Cool Insuring Agency, Inc. v. Rogers

Main, J. P., and Harvey, JJ.,

dissent and vote to affirm in a memorandum by Harvey, J. Harvey, J. (dissenting). We re*762spectfully dissent. Supreme Court, in the exercise of its discretion, has determined that it is likely that plaintiff will succeed at trial. In our opinion, Supreme Court’s decision was supported by the record.

A restrictive covenant will be enforced if it is reasonable in time and area necessary to protect the employer’s legitimate interests, not harmful to the general public and not unreasonably burdensome to the employee (Reed, Roberts Assoc. v Strauman, 40 NY2d 303, 307). Nothing in the record would indicate that the restrictions were unreasonably burdensome. Defendant has a position with another insurance agency in Schenectady County which has the entire Capital District as a market. The two-year, 25-mile restriction is fair, particularly when consideration is given to the fact that defendant had no significant contact with the Warren County area until he entered into the instant contract. No claim is made that the restriction is harmful to the general public.
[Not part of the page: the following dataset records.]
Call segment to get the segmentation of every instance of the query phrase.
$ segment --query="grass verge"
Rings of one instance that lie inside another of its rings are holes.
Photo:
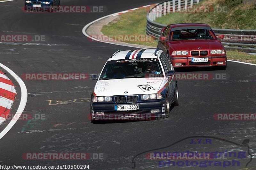
[[[146,34],[147,10],[140,9],[120,15],[118,19],[104,26],[101,32],[105,35]],[[126,42],[156,47],[157,40],[150,42],[126,41]],[[238,51],[227,51],[228,60],[256,64],[256,55],[248,55]]]

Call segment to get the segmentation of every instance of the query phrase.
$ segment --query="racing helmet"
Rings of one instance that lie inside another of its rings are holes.
[[[198,29],[197,30],[197,36],[202,37],[206,35],[206,30],[204,29]]]
[[[173,33],[172,34],[172,37],[174,38],[178,38],[180,36],[180,30],[176,30],[173,31]]]

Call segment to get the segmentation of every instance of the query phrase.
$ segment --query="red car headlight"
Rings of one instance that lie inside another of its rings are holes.
[[[172,51],[172,55],[185,55],[188,54],[187,51]]]

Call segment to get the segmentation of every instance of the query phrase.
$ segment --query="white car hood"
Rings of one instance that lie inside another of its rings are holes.
[[[100,80],[94,91],[97,96],[157,93],[163,78],[157,80],[136,78]],[[128,92],[125,93],[125,92]]]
The only arguable issue is whether the restriction is necessary to protect the employer’s legitimate interests. In that respect, the record is not as complete as it would be had a trial taken place. However, the contract itself is evidence of the necessity of the restrictions. Plaintiff established them and they were agreed to by defendant, who had worked in a similar agency the preceding five years. In the contract, defendant acknowledged the confidential nature of the agency’s files and activities. We can reasonably assume that at the trial plaintiff will prove that which appears to be common knowledge as to the functioning of an insurance agency. All agencies offer essentially the same policies. Clientele is acquired and retained primarily by service and the knowledge of a client’s needs. It is a highly competitive business. Consequently, it would appear that the restriction is necessary to preserve to plaintiff’s own use all inside information.

We would affirm Supreme Court’s decision as it applied to confidential information and to the extent that plaintiff’s customers not be solicited and that defendant not compete within the time and area limitations set forth in the contract.